Enfant, vous étiez calme ou capricieux ?

J'étais un enfant très calme et on ne m'aurait pas laissé être capricieux…

Vous êtes un amoureux des livres ou un féru du zapping ?

Plutôt la lecture, mais je peux me surprendre à zapper en lisant.

Quel est le dernier livre qui vous a plu ?

La reine du Sud. C'est un livre dont une partie se passe au nord du Maroc. Il a été écrit par Arturo Perez-Reverte, et je vous recommande le cycle qu'il a écrit sur les aventures du Capitaine Alatriste, qui est un héros attachant. Un personnage dont les valeurs de loyauté et de sacrifice sont parfois mises à mal mais qui garde sa dignité et son allant.

Vous lisez tout ou vous avez une préférence pour un genre particulier de lecture ?

Même les brochures de téléphone portable à l'occasion, mais les romans et les biographies essentiellement. Je suis un grand lecteur de romans.

Le Ramadan se passe bien pour vous ?

Cette année oui. Le climat est idéal, j'ai un travail intéressant et le stress n'est pas au rendez-vous.

Vous travaillez à Rabat et vivez à Casablanca. Vous supportez sans problème de faire la navette ?

J'adore. Je voyage par train, car le stress de la voiture est très pénible. Franchement, je suis très satisfait du service de l'ONCF. Je félicite les chemins de fer pour cette réalisation très utile. C'est un rythme à prendre qui demande un peu de discipline, mais qui est très agréable.

Lorsque vous êtes à bord du train, vous lisez un livre ou vous regardez défiler le paysage?

Je fais les mots fléchés du Matin du Sahara.

Que pensez-vous de la réforme de la Moudaouana ?

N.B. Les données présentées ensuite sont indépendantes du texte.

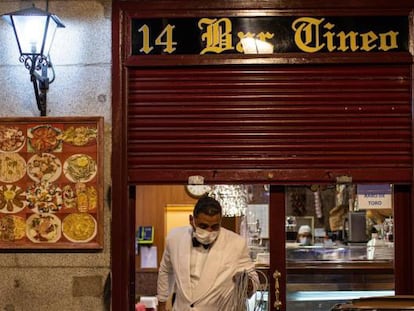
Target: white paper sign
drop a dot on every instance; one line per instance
(374, 196)
(148, 256)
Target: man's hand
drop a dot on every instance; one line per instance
(243, 277)
(162, 306)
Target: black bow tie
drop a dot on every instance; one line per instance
(196, 243)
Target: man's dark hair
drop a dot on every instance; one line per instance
(207, 205)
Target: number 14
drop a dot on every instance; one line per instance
(165, 38)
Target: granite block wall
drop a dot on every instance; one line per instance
(81, 55)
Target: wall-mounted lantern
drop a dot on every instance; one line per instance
(34, 30)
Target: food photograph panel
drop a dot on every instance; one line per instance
(51, 183)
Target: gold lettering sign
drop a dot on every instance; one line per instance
(313, 34)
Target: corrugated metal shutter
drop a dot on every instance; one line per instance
(183, 120)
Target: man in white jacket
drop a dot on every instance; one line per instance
(204, 266)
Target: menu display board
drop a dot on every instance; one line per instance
(51, 183)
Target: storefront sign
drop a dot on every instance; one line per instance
(374, 196)
(268, 35)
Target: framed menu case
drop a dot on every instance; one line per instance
(51, 183)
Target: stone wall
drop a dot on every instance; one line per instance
(81, 55)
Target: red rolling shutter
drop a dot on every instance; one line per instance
(252, 120)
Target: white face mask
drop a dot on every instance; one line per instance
(204, 236)
(304, 241)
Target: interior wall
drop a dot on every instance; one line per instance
(151, 201)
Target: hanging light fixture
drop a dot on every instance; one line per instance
(34, 30)
(233, 199)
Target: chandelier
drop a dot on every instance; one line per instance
(232, 198)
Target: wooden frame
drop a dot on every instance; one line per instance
(51, 183)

Il y a deux étapes. La première étape était au niveau symbolique et politique. Elle vient d'être accomplie, et le pas qui a été franchi est énorme. La deuxième étape consiste en l'application concrète des décisions prises. Elle va demander de la vigilance et de l'attention de la part de tous les acteurs. C'est comme lorsqu'une armée perce le front ennemi et qu'il faut exploiter la brèche.

La Coupe du monde au Maroc, vous y croyez toujours ?

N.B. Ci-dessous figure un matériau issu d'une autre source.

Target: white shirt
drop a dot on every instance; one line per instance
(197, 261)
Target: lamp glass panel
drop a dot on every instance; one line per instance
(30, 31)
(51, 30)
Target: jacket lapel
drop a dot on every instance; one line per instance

Plus que jamais d'après ce que je lis ; et je me retrouve parfaitement dans la campagne actuelle de promotion qui prolonge avec, de nouveaux atouts et des concurrents moins impressionnants, les candidatures précédentes. C'est le même discours de candidature mieux soutendu techniquement par les infrastructures réalisées depuis l'an 2000, en particulier par le programme des stades que nous avions nous-mêmes, lancé.

Quel sera votre conseil au nouveau comité de candidature ?

Continuez comme vous avez commencé. Une campagne éthique et engagée qui met en valeur tous les atouts de notre pays.